BIOGRAPHY

Eric Arthur Blair was born in India in 1903 of an Anglo-Indian colonial official, he was sent in England to study at St. Cyprian’s in Eastbourne, and later at Eton. Usually he could be associated to Kipling because of their Indian origins and English education. While he was young and attending the schools he felt not very good because of the physical discomforts, the loneliness, the lack of privacy, the humiliating punishment and the pressure to conform to the values of English public school tradition; so he expressed his discontent in an essay: Such, such were the joys. Later, after graduating, he passed the Indian Office examinations for the Indian Imperial Police, opting to serve in Burma, where he remained from 1922 to 1927. This experience was a bad one so that he came back to England an started having an anti-imperialistic attitude. When he came back to London he decided to explore and understand the conditions of poor people and of the lower class, he went to Paris where he became a dishwasher but his physical illness caused him to return to London again. He adopted the name of George Orwell (George was chosen in order to seem more English and because there had been six kings with that name, Orwell was inspired by the name of a river he liked). He started teaching and then worked in a bookshop while continuing writing his novels. He had been also a reporter, in fact he was commissioned to investigate conditions among the miners; he went to Catalonia to report on the Spanish Civil War. During the period of World War II he worked for the BBC but then became an editor of a socialist weekly. He died in 1950 of tuberculosis. He wrote many works inspired by his experiences:

BURMESE DAYS: (NOVEL INSPIRED BY HIS COLONIAL EXPERIENCE)

MANY ESSAYS:

SUCH, SUCH WERE THE JOYS; SHOOTING AN ELEPHANT; A HANGING; DOWN AND OUT IN PARIS AND LONDON (DESCRIBED HIS EXPERIENCE AS A DISHWASHER); A CLERGYMAN’S DAUGHTER (A NOVEL INSPIRED BY HIS TEACHING IN LONDON)

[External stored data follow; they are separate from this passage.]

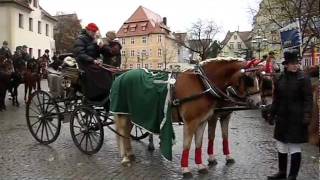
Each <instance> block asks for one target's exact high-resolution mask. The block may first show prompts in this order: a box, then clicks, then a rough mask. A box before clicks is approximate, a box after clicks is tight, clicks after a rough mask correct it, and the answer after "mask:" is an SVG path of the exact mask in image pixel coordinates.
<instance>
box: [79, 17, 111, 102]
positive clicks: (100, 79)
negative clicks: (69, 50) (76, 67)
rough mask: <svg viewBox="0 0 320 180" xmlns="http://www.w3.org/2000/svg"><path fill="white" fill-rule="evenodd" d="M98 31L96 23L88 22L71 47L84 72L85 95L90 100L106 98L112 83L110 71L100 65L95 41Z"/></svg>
mask: <svg viewBox="0 0 320 180" xmlns="http://www.w3.org/2000/svg"><path fill="white" fill-rule="evenodd" d="M98 31H99V28H98V26H97V25H96V24H94V23H89V24H88V25H87V26H86V28H85V29H83V30H82V31H81V32H80V35H79V36H78V38H77V39H76V41H75V44H74V49H73V53H74V56H75V58H76V60H77V63H78V65H79V68H80V69H82V70H83V71H84V72H85V77H84V81H83V83H84V93H85V96H86V97H87V98H88V99H89V100H92V101H101V100H103V99H104V98H106V97H107V96H108V95H109V90H110V87H111V83H112V76H111V73H110V72H109V71H107V70H105V69H104V68H102V67H101V66H100V65H101V60H100V47H99V46H98V44H97V41H96V37H97V33H98Z"/></svg>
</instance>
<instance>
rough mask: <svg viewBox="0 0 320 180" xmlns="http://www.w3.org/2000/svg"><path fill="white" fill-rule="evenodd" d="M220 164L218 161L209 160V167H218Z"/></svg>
mask: <svg viewBox="0 0 320 180" xmlns="http://www.w3.org/2000/svg"><path fill="white" fill-rule="evenodd" d="M217 164H218V161H217V160H216V159H214V160H208V166H211V167H212V166H216V165H217Z"/></svg>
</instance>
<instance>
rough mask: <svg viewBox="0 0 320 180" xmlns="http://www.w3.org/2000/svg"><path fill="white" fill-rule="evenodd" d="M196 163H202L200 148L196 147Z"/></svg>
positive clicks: (200, 149)
mask: <svg viewBox="0 0 320 180" xmlns="http://www.w3.org/2000/svg"><path fill="white" fill-rule="evenodd" d="M195 160H196V164H202V148H201V147H199V148H196V158H195Z"/></svg>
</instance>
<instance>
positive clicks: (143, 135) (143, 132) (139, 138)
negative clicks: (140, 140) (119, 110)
mask: <svg viewBox="0 0 320 180" xmlns="http://www.w3.org/2000/svg"><path fill="white" fill-rule="evenodd" d="M148 135H149V132H147V131H146V130H144V129H143V128H141V127H139V126H136V125H133V128H132V130H131V133H130V136H131V138H132V139H133V140H136V141H139V140H141V139H144V138H146V137H148Z"/></svg>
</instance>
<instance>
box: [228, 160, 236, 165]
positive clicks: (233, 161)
mask: <svg viewBox="0 0 320 180" xmlns="http://www.w3.org/2000/svg"><path fill="white" fill-rule="evenodd" d="M235 162H236V161H235V160H234V159H233V158H230V159H227V160H226V165H231V164H234V163H235Z"/></svg>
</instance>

MANY REPORTS: (REPORTAGES):

THE ROAD TO WIGAN PIER, HOMAGE TO CATALONIA.

ANIMAL FARM.

NINETEEN EIGHTY-FOUR. (HIS MASTERPIECE)

 

ORWELL’S PESSIMISM

While analysing Orwell as a writer, we can notice the particular aspect of his poetry: the pessimism. The work which best expresses this pessimism is the book "Nineteen eighty-four", his masterpiece. The work is a sort of denounce of men’s behaviour, in fact Orwell’ s aim was to warn about the future by scaring the world with a fantastic-pessimistic vision of an upcoming future in which any human will be deprived of his freedom by a development of a extremely totalitarian government. Orwell's idea was to emphasise the negative prevision he had had by introducing a new kind of novel: the anti-utopian novel. The nightmarish world described in the work is only the development of the actual mind of the governors and this is the pessimism which characterised his way of writing. The strong image given in the book underlines the mind-controlling and the subordination created by the wrong ideologies born in the period when Orwell lived, it seems that he got disillusioned by the administrations of that period and he expressed his disagree with the situation through the use, as a mean, of the protagonist Winston Smith. In fact Winston Smith is the writer’s ego and a sort of superior man because he couldn’t tolerate being brain-washed by the System. Winston is the main example of what could happen even to the stronger men if things would have continued going like that. The Two World Wars deeply impressed the writer (he was only 11 years old when the First World War broke out and 36 at the starting of the Second) who lived those periods and also experienced the Spanish Civil War which turned his mind to the development of a fear and distrust of all totalitarianisms and making him denounce it all in a more and more pessimistic way.

 

ORWELL’S PHILOSOPHY

Much of his works seems to be a reaction against the "imperial" background of his family and the limitations of middle-class mentality as he experienced in the society he lived in. He denounced the hypocrisy of Kipling’s "The White Man’s Burden" in India and showed how it was all a hoax to exploit the colonies. While living as a vagabond and being a dishwasher, he experienced the tragic life of the poors, identifying himself to them rather than to bourgeois people, so that he later denounced the venality , the hypocrisy and the emptiness of that class.

 

ORWELL’S POLITICAL IDEAS

Orwell’s political ideas are strictly linked to his philosophy and his aim so that we can say even they are the same. In all his works he revealed to be a socialist against the totalitarianism and the imperialism. He sustained the lower class, the working one, maybe because he felt a sense of guilt about his background and insisted on tolerance, justice, decency and fraternity, which were originated by the real Socialism he followed, not the one manipulated by the propaganda of the regimes and that fanaticism who led to the World Wars and to the massacres connected to them.